Macropinocytosis serves as an efficient method to internalize cell surface receptors, which cancer cells can exploit in their favor. Cancers down-regulate cell-surface death receptors (DRs) via macropinocytosis in an H-Ras dependent manner to evade TNF-related apoptosis-inducing ligands (TRAILs) and subsequent apoptosis (Chen et al., 2014). Interestingly, certain cancers with either K- or H-Ras mutations can still be sensitive to TRAILs as other receptors and downstream signaling components may affect DR internalization via macropinocytosis (Drosopoulos et al., 2005; Wang et al., 2015). Interestingly, cancers can utilize macropinocytosis to internalize and activate receptors. Prostate and breast cancer cells utilize macropinocytosis to translocate a growth factor receptor, ErbB3, from the plasma membrane into the nucleus to further cellular proliferation (Koumakpayi et al., 2011; Reif et al., 2016). It remains unclear exactly how a membrane-bound receptor, possibly within a vesicle, is imported into the nucleus. Additionally, H-Ras-transformed fibroblasts internalize cell-surface platelet-derived growth factor β-receptors (PDGFRβ) through macropinocytosis to sensitize and enhance PDGFRβ activation, resulting in increased anchorage-independent proliferation (Schmees et al., 2012). In this case, PDFGFRβ phosphorylation is enhanced only within macropinosomes, possibly due to macropinosomes-specific PI3K activity (Schmees et al., 2012).
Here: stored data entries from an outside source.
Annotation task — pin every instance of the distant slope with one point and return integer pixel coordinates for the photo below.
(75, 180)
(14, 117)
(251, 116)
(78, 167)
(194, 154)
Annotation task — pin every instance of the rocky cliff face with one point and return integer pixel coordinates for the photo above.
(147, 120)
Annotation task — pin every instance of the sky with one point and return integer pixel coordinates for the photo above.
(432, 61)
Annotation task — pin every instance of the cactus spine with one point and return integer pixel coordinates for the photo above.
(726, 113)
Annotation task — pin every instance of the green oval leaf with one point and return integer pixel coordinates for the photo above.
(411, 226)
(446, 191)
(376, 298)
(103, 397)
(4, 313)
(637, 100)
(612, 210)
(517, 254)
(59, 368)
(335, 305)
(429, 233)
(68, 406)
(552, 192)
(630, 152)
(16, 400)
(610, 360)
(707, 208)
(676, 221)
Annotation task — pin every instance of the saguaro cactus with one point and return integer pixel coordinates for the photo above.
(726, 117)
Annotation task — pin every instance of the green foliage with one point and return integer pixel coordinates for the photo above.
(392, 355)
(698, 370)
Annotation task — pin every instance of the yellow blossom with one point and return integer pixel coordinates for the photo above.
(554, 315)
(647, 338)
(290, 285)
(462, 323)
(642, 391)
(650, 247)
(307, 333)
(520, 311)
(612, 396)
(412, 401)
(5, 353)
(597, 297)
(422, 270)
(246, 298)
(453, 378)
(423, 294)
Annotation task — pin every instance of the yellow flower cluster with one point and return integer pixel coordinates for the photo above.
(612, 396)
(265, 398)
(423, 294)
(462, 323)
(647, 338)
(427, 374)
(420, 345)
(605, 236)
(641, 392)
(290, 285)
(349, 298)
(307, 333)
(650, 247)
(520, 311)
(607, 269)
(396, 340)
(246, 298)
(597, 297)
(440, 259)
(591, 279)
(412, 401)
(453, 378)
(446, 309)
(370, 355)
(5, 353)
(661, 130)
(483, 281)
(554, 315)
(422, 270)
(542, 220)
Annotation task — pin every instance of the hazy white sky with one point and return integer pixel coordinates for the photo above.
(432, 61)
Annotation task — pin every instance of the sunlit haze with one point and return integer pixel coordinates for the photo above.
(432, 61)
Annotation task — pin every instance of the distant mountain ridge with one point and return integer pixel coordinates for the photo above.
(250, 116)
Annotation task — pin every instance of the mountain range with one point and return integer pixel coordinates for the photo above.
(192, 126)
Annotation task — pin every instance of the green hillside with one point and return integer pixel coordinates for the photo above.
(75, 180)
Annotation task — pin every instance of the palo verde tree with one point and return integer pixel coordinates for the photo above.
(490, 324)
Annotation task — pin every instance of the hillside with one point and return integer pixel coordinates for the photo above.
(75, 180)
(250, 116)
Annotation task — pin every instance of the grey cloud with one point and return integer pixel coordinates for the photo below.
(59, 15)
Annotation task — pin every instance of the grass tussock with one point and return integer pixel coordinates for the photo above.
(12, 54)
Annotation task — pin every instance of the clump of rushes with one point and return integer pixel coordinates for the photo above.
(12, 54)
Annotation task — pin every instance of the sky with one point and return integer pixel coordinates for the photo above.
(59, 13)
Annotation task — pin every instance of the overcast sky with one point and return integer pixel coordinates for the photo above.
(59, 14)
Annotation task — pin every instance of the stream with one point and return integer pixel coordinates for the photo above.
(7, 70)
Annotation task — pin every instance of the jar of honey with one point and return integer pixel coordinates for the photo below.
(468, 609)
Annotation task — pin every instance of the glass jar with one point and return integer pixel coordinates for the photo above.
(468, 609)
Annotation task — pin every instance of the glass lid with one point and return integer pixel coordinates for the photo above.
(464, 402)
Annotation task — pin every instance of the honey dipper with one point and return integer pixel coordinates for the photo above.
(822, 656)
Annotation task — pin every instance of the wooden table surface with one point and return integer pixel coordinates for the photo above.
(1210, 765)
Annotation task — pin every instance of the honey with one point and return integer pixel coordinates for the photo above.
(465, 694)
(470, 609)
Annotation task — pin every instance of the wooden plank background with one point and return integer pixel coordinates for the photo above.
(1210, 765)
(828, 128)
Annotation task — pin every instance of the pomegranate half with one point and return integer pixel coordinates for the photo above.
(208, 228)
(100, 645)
As macropinocytosis is an efficient and rapid form of endocytosis, it is not surprising that cancers have exploited it to replenish scarce nutrients for sustained propagation within the tumor microenvironment. Ras-transformed pancreatic cancer cells can upregulate macropinocytosis to internalize and degrade albumin as a source of glutamine, which is one of the most deprived metabolites within tumor microenvironments (Commisso et al., 2013; Kamphorst et al., 2015). Macropinocytosis appears to be the key player in this phenomenon, as amiloride-based drugs that selectively inhibit macropinocytosis while leaving other coat-dependent endocytosis intact halted intake of albumin as a source of glutamine for cancer cells (Commisso et al., 2013). In a similar fashion to absorbing extracellular albumin, cancer cells have also been shown to internalize extracellular ATP to aid in cancer metabolism (Qian et al., 2014).
In addition to accumulating fluid-phase nutrients such as proteins and ATP, cancer cells often internalize secreted vesicles, called exosomes or microvesicles, through macropinocytosis (Nakase et al., 2015). Exosomes can carry proteins, lipids, and nucleic acids to serve as a form of extracellular communication or metabolic replenishment (Tkach and Thery, 2016). Many cancer types commonly exploit exosomes to enhance cancer progression, typically by secreting exosomes that internalize into other cancer cells and lead to favorable environments that promote angiogenesis, metastasis, and immunosuppression (Whiteside, 2016). For pancreatic cancer cells, internalizing exosomes requires K-Ras and EGFR-dependent macropinocytosis (Nakase et al., 2015). Alternatively, exosomes originating from cancer cells can cause dysfunction in normal cells. For example, pancreatic cancer cells shed exosomes that can be internalized by β-cells to negatively impact insulin secretion and further pancreatic cancers (Javeed et al., 2015). Other cell types, such as cancer-associated fibroblasts, do not require oncogenic K-Ras signaling to internalize exosomes (Zhao et al., 2016).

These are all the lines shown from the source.